The facilities in Poblenou, Vallcarca, Fort Pienc, and Sants are the first to incorporate this space, where residents can drop off and pick up original CDs, DVDs, and vinyl records (with original covers and no burned copies) free of charge.
Each person may take up to three items per day, a limit that can be increased if they also donate similar media.
The project launches in April as a six-month pilot program, during which the City Council will assess its impact to decide whether to extend the service to the rest of the city’s network of recycling centers.
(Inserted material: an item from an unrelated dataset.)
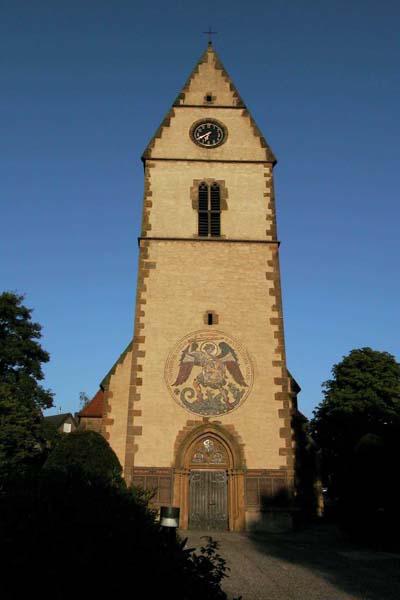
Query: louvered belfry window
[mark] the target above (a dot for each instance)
(209, 210)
A model already tested with books and toys
The initiative follows the model of two established services housed in the same facilities. The Book Corner, active since 2010, recorded more than 158,000 users in 2025, with 375,000 books deposited and 266,000 checked out, and helped prevent more than 212,000 kilograms of paper waste.
The toy corner, developed in collaboration with the Fundació Formació i Treball, prevented more than 66,000 kg of waste in the same year.
Some of the selected items are distributed to vulnerable families through the social services network; the rest are sold at the foundation’s secondhand stores at reduced prices.
Vinyl records, beyond conventional recycling
The new service also addresses a specific technical need. In 2025, Barcelona’s recycling centers collected 34 tons of CDs and DVDs, which were sent for recycling.
Vinyl records, however, cannot be processed through the conventional recycling system and, until now, ended up being discarded.
Exchanges between individuals extend the items’ useful life without additional environmental impact.
The measure falls under European Directive 2008/98/EC and Spanish Law 7/2022 on waste and contaminated soil for a circular economy, which prioritize prevention and reuse over final waste management.
A network of 134 locations throughout the city
Barcelona has 134 recycling points distributed among neighborhood, area, and mobile facilities: 27 PVBs, 100 mobile recycling point stops spread across the ten districts, 7 area recycling points for larger-volume waste, and a mobile school recycling point intended for educational workshops.
87% of the waste collected at these facilities was recycled, 9% was reused, and the remaining 4% was managed as special waste.